El Patronato también organizaba cursos para maestros, especialmente con la colaboración de Pablo Gutiérrez Moreno, director de las Misiones de Arte, el inspector Vicente Valls Anglés y la maestra Elisa López Velasco. Eran cursos con un número muy limitado de asistentes que duraban una semana, en los que se trataban temas solicitados por los interesados, a los que se consultaba con tiempo. Al participar en ellos los maestros de una comarca previamente determinada, permitía en la mayoría de los casos que por la mañana trabajasen en sus escuelas, mientras dedicaban la tarde a las tareas del curso. La experiencia pronto sugirió un estilo, muy cercano al de la ILE, en el que se buscaba la acción íntima y personal —pocos profesores y alumnos— y no prédicas que no tenían consecuencias; al mismo tiempo que se trataba de reavivar la confianza del maestro, que creyese en su propio esfuerzo y en su propia inspiración, más que en cualquier receta al uso.
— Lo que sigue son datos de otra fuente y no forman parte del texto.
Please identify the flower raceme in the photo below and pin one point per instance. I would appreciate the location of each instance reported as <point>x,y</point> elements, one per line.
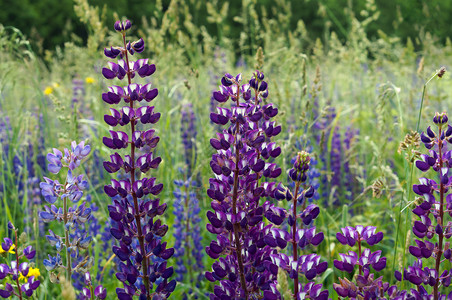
<point>434,226</point>
<point>301,235</point>
<point>142,251</point>
<point>72,189</point>
<point>243,267</point>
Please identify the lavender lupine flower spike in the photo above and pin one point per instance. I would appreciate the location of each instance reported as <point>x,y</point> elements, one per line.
<point>244,267</point>
<point>302,235</point>
<point>434,226</point>
<point>141,248</point>
<point>366,285</point>
<point>71,189</point>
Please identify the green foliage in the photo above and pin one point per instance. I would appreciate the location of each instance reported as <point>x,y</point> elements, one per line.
<point>363,59</point>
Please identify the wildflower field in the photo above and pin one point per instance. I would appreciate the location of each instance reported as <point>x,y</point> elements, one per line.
<point>164,161</point>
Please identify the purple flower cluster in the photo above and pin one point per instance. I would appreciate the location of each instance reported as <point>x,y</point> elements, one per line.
<point>71,189</point>
<point>335,160</point>
<point>434,226</point>
<point>243,150</point>
<point>141,250</point>
<point>16,269</point>
<point>301,235</point>
<point>366,285</point>
<point>99,292</point>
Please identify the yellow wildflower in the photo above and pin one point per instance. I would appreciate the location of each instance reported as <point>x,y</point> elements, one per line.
<point>11,250</point>
<point>31,272</point>
<point>48,90</point>
<point>90,80</point>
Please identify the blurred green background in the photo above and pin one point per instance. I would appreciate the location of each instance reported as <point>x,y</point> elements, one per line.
<point>50,23</point>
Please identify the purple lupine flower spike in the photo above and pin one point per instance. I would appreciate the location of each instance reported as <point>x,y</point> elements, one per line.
<point>243,157</point>
<point>434,225</point>
<point>135,207</point>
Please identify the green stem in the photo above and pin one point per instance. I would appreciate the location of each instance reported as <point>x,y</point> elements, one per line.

Lo más esencial del éxito de las Misiones Pedagógicas fueron los equipos de personas, jóvenes en su mayoría, que iban por los pueblos realizando esta labor. Porque, por una parte, descubrieron una España inédita, desconocida en las grandes urbes, que tenía unos valores que era necesario estimar y promover en una población embelesada por el confort del automóvil y la electricidad. Toda esa juventud se dio cuenta de que no solo había una cultura antigua y residual en las aldeas, sino que además esta cultura contenía un fondo con el que había que contar para renovar la vida y los hábitos del país. Por otra, las andanzas por los pueblos hicieron madurar a toda una generación inquieta de intelectuales, estudiantes y profesores universitarios, inspectores de educación y maestros, influyendo en su percepción de la vida, en sus valores artísticos y literarios, en sus decisiones políticas y sus compromisos sociales. No puedo dejar de citar aquellas palabras con las que Dieste terminaba su reflexión sobre las Misiones: “Después de haber sido misionero, difícilmente se podría ser marrullero en política, ficticio o pedante en arte, descuidado en asuntos de ética profesional…”.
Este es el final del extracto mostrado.